Figger Bush reached for a hammer, and Tella Tandy stood by with a cigar box full of long wire nails, handing them to Figger as he nailed Deo in the box. Then Tella produced a long rope, and the husky negroes bound that box as a trunk is wrapped for a journey. When all were satisfied they stepped back, but Figger returned for a moment and made another careful examination of the box and the ropes.

Finally the curtains were drawn around the little booth and the crowd waited breathlessly.

Skeeter Butts arose and hastily departed from the hall.

Two things had happened to Deo Diddle which were sure to cause him trouble, and Deo found it out instantly.

First, Figger Bush had nailed Deo’s coat-tail to the top of the box. And second, when Figger went back to examine the box a second time he had emptied a small bottle of formaldehyde into one of the air-holes!

If there is one chemical fluid with which the inhabitants of Louisiana, white and black, are familiar, it is that colorless, volatile liquid, chemically intermediate between methyl alcohol and formic acid, called formaldehyde. It has an odor which suggests all the dead and decaying things of earth, animal and vegetable, all the putrefaction and corruption imaginable. When a man gets a whiff of it for the first time, he kneels down right there and prays to die—he doesn’t want to live another second with that stench in his nostrils.

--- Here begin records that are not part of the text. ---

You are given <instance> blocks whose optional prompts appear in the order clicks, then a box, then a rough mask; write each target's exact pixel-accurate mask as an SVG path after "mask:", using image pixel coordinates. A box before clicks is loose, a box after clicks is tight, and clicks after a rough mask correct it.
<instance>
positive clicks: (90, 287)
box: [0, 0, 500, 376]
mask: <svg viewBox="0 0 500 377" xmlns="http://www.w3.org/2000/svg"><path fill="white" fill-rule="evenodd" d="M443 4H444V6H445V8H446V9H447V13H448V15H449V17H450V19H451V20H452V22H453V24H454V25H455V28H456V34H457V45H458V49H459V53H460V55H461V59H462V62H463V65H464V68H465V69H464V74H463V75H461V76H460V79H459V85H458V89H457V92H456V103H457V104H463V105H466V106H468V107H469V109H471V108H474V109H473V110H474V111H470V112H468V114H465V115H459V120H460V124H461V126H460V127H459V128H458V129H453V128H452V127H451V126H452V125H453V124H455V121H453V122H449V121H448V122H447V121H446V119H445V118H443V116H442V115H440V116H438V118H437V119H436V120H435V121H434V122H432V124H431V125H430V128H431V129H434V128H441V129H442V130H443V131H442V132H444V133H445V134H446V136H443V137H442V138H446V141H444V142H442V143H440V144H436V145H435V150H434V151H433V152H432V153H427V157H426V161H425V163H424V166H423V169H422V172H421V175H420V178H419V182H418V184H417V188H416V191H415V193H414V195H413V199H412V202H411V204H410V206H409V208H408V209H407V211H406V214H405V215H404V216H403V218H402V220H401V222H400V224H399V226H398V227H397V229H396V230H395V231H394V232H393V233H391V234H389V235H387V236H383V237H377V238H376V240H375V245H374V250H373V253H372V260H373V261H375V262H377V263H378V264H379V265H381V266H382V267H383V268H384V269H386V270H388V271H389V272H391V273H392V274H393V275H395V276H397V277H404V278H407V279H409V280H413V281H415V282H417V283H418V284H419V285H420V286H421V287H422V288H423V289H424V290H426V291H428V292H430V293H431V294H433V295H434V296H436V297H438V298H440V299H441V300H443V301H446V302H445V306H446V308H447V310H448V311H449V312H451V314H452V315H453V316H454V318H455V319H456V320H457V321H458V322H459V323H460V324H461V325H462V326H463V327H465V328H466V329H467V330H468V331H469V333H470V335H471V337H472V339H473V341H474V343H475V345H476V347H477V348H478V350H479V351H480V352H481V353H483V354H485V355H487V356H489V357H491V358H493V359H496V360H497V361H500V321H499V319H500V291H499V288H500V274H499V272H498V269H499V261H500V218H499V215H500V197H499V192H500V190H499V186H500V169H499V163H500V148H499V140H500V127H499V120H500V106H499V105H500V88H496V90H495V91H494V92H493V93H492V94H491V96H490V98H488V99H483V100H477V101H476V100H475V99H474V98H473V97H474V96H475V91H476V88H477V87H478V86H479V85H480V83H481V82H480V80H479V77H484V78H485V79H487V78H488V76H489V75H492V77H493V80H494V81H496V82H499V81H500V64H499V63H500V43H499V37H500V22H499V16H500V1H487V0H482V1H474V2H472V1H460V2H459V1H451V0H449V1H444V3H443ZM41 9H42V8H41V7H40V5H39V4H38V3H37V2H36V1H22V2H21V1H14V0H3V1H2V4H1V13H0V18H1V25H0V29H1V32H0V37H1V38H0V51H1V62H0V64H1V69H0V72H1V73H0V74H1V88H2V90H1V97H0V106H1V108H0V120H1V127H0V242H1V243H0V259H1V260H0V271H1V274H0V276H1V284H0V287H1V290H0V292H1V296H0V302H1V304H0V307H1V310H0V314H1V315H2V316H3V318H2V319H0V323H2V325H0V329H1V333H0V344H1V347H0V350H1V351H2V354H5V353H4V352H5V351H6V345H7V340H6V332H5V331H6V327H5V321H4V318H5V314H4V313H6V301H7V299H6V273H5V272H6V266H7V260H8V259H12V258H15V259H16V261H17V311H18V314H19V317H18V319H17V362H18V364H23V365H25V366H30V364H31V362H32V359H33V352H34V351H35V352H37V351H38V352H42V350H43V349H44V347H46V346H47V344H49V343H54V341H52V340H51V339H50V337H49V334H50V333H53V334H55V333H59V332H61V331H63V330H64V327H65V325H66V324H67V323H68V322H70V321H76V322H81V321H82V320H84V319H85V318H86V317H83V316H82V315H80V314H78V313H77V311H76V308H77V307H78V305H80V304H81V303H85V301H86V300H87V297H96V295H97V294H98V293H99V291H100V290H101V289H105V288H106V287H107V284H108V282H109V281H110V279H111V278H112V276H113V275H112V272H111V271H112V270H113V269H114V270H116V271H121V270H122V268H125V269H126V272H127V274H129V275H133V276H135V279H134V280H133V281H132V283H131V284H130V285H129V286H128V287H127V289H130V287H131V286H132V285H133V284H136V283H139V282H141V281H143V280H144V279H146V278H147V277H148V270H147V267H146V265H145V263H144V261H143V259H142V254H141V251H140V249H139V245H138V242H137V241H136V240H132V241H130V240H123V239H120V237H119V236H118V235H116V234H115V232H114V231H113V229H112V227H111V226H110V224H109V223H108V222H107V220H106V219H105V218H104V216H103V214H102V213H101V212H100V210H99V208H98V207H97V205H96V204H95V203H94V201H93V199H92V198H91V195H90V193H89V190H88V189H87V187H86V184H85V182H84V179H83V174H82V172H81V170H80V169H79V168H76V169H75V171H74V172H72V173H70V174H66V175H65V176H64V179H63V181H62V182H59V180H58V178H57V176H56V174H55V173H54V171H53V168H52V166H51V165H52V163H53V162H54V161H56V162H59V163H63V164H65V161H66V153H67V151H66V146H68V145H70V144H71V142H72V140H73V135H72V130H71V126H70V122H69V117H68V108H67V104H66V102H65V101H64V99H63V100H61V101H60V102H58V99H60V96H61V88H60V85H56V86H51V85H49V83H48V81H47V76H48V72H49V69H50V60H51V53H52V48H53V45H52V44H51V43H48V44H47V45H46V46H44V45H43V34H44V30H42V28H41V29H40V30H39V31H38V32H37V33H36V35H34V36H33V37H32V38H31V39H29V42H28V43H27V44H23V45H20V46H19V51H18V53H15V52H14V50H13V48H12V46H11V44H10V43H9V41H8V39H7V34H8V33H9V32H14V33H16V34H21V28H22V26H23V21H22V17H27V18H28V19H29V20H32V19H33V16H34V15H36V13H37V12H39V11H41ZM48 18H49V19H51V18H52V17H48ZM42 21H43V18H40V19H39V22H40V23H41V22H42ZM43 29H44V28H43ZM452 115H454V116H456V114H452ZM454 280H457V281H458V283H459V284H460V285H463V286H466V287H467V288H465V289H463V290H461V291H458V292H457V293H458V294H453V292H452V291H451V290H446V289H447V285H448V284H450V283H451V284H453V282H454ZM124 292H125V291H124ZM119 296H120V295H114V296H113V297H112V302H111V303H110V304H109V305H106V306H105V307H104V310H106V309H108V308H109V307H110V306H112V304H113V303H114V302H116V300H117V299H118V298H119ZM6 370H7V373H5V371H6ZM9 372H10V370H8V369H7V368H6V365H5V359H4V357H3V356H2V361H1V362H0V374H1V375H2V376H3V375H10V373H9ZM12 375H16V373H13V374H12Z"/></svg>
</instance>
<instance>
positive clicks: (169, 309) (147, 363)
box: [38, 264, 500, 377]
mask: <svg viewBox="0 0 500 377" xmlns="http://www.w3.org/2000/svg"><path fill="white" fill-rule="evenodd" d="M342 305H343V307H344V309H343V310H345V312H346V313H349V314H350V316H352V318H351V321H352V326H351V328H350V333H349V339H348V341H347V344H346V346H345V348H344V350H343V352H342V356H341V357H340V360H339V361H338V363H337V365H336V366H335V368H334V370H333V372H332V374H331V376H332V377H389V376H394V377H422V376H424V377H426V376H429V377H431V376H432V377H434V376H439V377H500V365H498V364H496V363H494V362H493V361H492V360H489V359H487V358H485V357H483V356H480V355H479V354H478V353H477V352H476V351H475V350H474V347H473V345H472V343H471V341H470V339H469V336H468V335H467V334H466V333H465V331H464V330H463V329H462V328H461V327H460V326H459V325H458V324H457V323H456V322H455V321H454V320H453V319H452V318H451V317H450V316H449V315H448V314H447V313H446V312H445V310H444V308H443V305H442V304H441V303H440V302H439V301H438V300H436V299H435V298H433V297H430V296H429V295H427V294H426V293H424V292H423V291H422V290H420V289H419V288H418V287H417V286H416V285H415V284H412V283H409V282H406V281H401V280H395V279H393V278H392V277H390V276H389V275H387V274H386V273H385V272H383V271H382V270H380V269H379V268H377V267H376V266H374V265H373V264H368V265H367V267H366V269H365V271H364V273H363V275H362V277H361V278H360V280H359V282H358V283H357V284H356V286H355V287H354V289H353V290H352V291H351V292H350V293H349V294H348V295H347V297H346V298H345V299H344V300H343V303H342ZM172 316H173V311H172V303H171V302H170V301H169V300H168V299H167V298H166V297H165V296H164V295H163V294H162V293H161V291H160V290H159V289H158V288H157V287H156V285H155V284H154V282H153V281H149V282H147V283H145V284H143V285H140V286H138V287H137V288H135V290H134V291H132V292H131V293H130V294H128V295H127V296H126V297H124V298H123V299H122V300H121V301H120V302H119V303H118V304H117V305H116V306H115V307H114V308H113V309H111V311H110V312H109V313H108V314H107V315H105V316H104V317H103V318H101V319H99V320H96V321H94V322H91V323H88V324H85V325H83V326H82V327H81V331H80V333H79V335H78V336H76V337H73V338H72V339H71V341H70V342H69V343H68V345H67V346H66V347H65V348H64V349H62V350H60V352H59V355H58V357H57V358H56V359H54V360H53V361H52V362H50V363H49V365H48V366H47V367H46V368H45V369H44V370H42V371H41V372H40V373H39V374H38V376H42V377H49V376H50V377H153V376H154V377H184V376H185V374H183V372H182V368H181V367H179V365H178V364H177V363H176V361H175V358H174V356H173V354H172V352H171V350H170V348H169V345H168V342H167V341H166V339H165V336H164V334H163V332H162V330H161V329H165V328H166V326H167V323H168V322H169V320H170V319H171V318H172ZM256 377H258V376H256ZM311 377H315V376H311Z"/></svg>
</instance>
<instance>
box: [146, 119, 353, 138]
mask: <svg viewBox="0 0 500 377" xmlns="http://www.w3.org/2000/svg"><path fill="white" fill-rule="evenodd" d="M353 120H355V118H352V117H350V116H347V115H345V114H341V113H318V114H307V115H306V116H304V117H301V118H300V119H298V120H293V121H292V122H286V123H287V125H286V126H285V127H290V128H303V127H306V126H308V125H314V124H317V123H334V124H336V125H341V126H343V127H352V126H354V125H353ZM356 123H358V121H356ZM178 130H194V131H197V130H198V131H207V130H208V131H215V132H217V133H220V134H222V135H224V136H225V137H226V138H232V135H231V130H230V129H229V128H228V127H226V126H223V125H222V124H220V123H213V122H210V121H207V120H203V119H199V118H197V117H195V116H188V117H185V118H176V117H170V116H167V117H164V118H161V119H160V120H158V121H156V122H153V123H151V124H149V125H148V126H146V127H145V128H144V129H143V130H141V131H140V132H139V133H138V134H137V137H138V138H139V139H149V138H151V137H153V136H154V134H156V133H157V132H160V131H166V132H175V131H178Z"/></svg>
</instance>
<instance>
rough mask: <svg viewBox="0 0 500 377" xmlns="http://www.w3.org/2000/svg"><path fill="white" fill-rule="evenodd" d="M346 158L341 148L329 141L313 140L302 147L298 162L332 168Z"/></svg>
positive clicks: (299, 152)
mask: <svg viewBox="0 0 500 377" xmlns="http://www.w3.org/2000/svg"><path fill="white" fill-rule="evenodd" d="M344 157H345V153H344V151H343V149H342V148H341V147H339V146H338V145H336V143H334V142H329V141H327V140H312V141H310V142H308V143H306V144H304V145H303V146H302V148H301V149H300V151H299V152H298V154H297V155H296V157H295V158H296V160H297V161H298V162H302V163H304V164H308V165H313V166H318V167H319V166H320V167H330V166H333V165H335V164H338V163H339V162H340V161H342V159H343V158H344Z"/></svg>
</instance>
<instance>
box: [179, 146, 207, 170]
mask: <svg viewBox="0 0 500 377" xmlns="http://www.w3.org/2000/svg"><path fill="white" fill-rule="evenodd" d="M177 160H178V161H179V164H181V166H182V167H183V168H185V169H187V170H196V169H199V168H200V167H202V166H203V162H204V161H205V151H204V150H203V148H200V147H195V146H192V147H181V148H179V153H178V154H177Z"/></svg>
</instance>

It is the supreme germicide and disinfectant of every yellow-fever epidemic, which accounts for Louisiana’s close and intimate acquaintance with it. Any self-respecting yellow-fever germ will instantly tuck his tail and scoot when he gets a good smell of that gosh-awful disinfectant.

But formaldehyde was a preparation with which Deo Diddle was not acquainted.

Figger Bush, listening intently, heard sounds which resembled those made by a dog having a fit in a cigar box and knocking his feet against the box on all sides. Then Figger heard a loud panting like a worn-out engine pulling a grade with a log-train. After that, a moan, which deepened into a hoarse cry; then Deo Diddle lost hold of himself completely and began a hideous sort of sharp yelping like a dog.

“Hel-lup! Hel-lup! Fer Gawd’s sake——” he screamed.

But long before this Tella Tandy had torn the curtains aside and was fighting the box with her hands, trying to let in the air.